We want to understand how the roll Up strategy works for theta sketch columns.

Assume we have following Dimension Spec :

“dimensionsSpec” :

{

“dimensions” :

[

“eventType”,“eventId”

],

“dimensionExclusions” :

}

“metricsSpec” :

[

{ “type” : “longSum”, “name” : “eventCount”, “fieldName”: “eventCount” },

{ “type” : “thetaSketch”, “name”: “userId_Sketch”, “fieldName”: “userId” }

]

Please note that here we are calculating Theta Sketch on non dimensional data (“userId”).

Given this spec, if we receive following two rows under given “queryGranuality” :

{timestamp:1234,userId:“abc”,eventType:“same”,eventId:999,eventCount:1}

{timestamp:1234,userId:“def”,eventType:“same”,eventId:999,eventCount:1}

As we know these columns are definitely going to be rolleUp, so follwoing is the row which will be inserted to Druid Finally :

{timestamp:1234,eventType:“same”,eventId:999,eventCount:2, userId_Sketch:}

eventCount became 2 because rollUp strategy is longSum

BUT What about userId_Sketch , How the theta sketch is calculated. Ideally I would want these two rows to be counted as unique at the time of Querying using THETASKETCH Aggregation.

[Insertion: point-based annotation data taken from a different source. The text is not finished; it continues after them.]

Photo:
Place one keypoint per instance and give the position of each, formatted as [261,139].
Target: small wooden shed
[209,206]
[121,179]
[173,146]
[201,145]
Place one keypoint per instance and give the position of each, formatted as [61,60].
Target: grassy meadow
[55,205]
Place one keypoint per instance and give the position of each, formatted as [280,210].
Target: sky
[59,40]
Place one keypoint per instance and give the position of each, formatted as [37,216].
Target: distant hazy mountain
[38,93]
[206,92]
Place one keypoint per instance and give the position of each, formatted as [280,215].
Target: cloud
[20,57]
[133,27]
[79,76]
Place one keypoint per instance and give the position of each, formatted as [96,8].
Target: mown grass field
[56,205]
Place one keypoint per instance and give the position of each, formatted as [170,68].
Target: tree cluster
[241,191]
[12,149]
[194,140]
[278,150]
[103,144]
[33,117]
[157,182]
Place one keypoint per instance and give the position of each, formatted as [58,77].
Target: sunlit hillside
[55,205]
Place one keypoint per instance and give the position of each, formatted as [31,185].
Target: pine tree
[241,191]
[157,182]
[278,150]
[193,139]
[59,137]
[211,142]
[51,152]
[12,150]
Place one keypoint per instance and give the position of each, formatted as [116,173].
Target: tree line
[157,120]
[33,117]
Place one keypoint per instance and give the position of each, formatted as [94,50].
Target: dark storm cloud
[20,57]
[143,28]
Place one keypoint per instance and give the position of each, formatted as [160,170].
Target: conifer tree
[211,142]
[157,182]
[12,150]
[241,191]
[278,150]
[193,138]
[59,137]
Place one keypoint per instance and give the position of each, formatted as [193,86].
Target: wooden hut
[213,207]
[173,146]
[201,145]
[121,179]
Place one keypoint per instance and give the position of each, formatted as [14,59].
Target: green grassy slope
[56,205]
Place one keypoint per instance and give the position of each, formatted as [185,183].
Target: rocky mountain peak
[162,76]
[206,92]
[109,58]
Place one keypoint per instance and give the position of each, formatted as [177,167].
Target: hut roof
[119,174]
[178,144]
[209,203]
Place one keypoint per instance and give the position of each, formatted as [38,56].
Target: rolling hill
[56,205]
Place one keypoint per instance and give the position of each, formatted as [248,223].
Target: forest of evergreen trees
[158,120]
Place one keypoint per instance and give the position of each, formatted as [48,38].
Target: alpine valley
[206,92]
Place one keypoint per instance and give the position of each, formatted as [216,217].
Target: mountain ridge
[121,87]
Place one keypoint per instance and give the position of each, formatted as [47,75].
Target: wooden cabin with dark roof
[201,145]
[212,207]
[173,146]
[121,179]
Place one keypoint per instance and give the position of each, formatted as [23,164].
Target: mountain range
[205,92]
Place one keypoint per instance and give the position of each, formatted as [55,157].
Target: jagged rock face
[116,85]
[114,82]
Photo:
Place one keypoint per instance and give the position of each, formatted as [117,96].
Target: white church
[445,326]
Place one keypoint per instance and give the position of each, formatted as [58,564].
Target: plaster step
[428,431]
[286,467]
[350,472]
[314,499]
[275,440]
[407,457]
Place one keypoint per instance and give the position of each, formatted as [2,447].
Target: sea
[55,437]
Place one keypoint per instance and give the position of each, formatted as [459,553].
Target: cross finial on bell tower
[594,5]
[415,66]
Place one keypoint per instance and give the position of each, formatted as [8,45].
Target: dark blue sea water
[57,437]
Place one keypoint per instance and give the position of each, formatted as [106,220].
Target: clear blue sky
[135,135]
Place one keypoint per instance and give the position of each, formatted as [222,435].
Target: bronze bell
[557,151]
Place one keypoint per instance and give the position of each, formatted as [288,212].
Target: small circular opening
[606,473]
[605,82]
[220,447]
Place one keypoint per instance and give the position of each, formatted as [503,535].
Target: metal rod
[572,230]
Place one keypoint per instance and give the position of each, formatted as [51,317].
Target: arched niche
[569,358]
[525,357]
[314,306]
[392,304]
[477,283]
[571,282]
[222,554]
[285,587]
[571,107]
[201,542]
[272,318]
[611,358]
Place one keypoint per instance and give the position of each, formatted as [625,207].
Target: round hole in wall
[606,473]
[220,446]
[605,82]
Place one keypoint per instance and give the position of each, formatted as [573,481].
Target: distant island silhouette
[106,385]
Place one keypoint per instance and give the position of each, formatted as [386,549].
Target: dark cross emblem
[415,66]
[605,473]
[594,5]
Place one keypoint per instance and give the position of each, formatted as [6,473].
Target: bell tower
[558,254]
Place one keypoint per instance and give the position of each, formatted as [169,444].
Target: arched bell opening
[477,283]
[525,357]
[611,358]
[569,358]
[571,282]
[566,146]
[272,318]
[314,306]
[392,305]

Please help us in understanding this and how thethasketch rollUp happens.

Thanks,

Pravesh Gupta

The sketch will represent the set of distinct userId values (two values in this example).
You can merge such sketches later across dimensions and get estimates of distinct count.

There are post-aggs to get error bounds as well (lower bound and upper bound).

The count is exact up to a point it reaches some limit and goes into the estimation mode (depending on the parameter that controls sketch size and accuracy).